Opened 4 years ago
Closed 8 months ago
#9417 closed defect (bug) (fixed)
IPTC IIM IRB character encoding (UTF-8) misinterpreted as ISO-8859-1
| Reported by: |
|
Owned by: |
|
|---|---|---|---|
| Priority: | normal | Milestone: | 3.5 |
| Component: | Charset | Version: | 2.7.1 |
| Severity: | major | Keywords: | has-patch |
| Cc: | dkikizas@…, westi, yoav@… |
Description
When uploading a JPEG image with IPTC tags in the EXIF that are encoded as UTF-8, the tags are misinterpreted as ISO-8859-1 when they get extracted into the Title and Description fields in swfupload.
This occurs regardless of the encoding set in WP options (wich are UTF-8 by default).
Attachments (6)
Change History (57)
comment:1
kallewangstedt — 4 years ago
- Milestone changed from Unassigned to 2.8
- Keywords needs-patch reporter-feedback added
In a check yesterday I encountered ISO-encoded files in SWF-Uploader. I guess this is the cause of evil. A core-dev should ensure that all files are UTF-8 encoded. I make a try if that is patchable.
- Keywords has-patch needs-testing added; needs-patch removed
Please test
This actually fixed things on your end? :-)
comment:6
in reply to:
↑ 4
Denis-de-Bernardy — 4 years ago
Replying to hakre:
Please test
Would love to, but wouldn't know how... or where to find the needed test data.
see also #9413
I could not test because I do not have such a jpeg file with that exif data. but maybe this is related since with encodings the chain of data must stay intact.

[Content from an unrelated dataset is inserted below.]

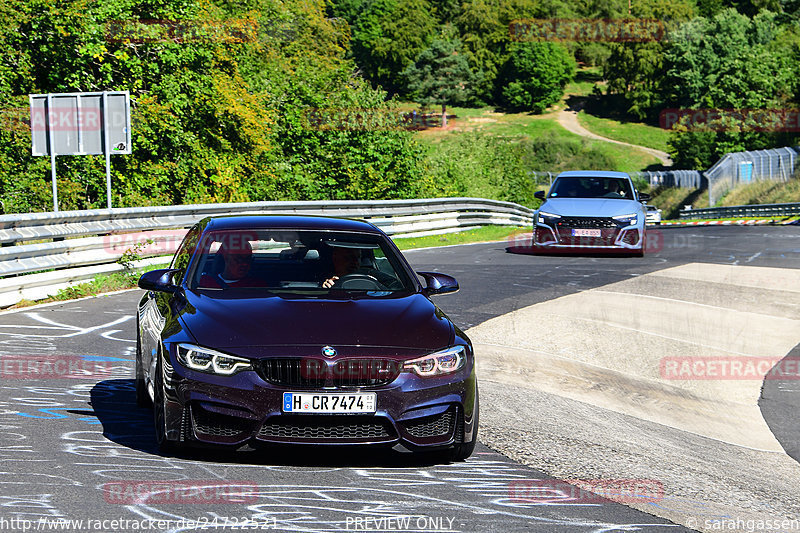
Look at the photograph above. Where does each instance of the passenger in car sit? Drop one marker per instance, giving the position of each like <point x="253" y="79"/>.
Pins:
<point x="236" y="269"/>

hehe, sounds like one of those bugs that won't get fixed from lack of valid test cases. :D
comment:10
hakre — 4 years ago
+1 having the files consistently encoded anyway. they are loaded in from utf-8 output (normally) and therefore should be utf-8 encoded as well.
comment:11
demetris — 4 years ago
- Cc dkikizas@… added
Bug confirmed. I see exactly what kallewangstedt describes.

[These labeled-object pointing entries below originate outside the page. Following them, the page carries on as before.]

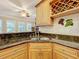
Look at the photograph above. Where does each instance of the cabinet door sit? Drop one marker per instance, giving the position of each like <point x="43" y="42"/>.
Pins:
<point x="34" y="55"/>
<point x="46" y="55"/>
<point x="58" y="55"/>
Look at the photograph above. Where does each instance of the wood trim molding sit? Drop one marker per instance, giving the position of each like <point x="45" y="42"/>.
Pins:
<point x="40" y="3"/>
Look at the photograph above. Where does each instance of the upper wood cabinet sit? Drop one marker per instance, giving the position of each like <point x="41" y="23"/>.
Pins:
<point x="43" y="13"/>
<point x="61" y="8"/>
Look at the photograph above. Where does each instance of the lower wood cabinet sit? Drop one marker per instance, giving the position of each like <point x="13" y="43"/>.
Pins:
<point x="16" y="52"/>
<point x="63" y="52"/>
<point x="40" y="51"/>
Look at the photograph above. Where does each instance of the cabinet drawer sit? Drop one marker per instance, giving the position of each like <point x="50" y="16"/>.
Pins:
<point x="64" y="49"/>
<point x="13" y="50"/>
<point x="40" y="45"/>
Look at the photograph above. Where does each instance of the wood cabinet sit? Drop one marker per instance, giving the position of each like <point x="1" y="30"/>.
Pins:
<point x="16" y="52"/>
<point x="63" y="52"/>
<point x="43" y="13"/>
<point x="40" y="51"/>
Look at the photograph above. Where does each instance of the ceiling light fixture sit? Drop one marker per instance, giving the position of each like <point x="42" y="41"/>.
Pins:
<point x="24" y="13"/>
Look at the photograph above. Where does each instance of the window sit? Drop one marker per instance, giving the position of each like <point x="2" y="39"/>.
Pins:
<point x="0" y="25"/>
<point x="10" y="26"/>
<point x="22" y="27"/>
<point x="29" y="27"/>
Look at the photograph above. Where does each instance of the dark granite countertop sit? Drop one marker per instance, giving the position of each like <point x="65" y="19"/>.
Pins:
<point x="62" y="42"/>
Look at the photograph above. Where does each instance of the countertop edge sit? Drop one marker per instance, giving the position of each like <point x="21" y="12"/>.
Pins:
<point x="62" y="42"/>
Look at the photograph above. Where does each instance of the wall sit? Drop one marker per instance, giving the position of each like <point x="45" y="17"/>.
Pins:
<point x="59" y="29"/>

hakre’s patch does not help. (I think the patched file is not used at all, as it is merged and minified into swfupload-all.js, and, in any case, the patch just changes one character in a comment block.)
I attached a picture, for anyone to see how the characters appear (utf-8 read as iso-8859-1).
The picture is in Picasa Web, if anyone wants to test:
http://picasaweb.google.gr/demetris.pics/2
The ITPC field I used for testing is: caption-abstract. Notice that the text appears fine in Picasa Web.
Sample JPEG file with trilingual UTF-8 text in the ITPC caption-abstract field
Screenshot of Flash uploader with UTF-8 text in ITPC field read as ISO-8859-1
- Milestone changed from 2.8 to Future Release
punting to future pending a patch, now that we've test data.
comment:13
hakre — 4 years ago
iptcparse() is used to gather iptc data. it is assumed that the iptc data is ISO-8859-1 encoded and is converted to utf8 by utf8_encode() then.
this is not a swfupload issue. this is a encoding issue based on the handling within wordpress.
so the question is: how is the iptc encoding done? is it marked? at least a test for having utf8 data in there seems reasonable to me. if it is already valid utf8 then good to go. if not, the latin-1 can be assumed and encoded into utf8 (as it is done now).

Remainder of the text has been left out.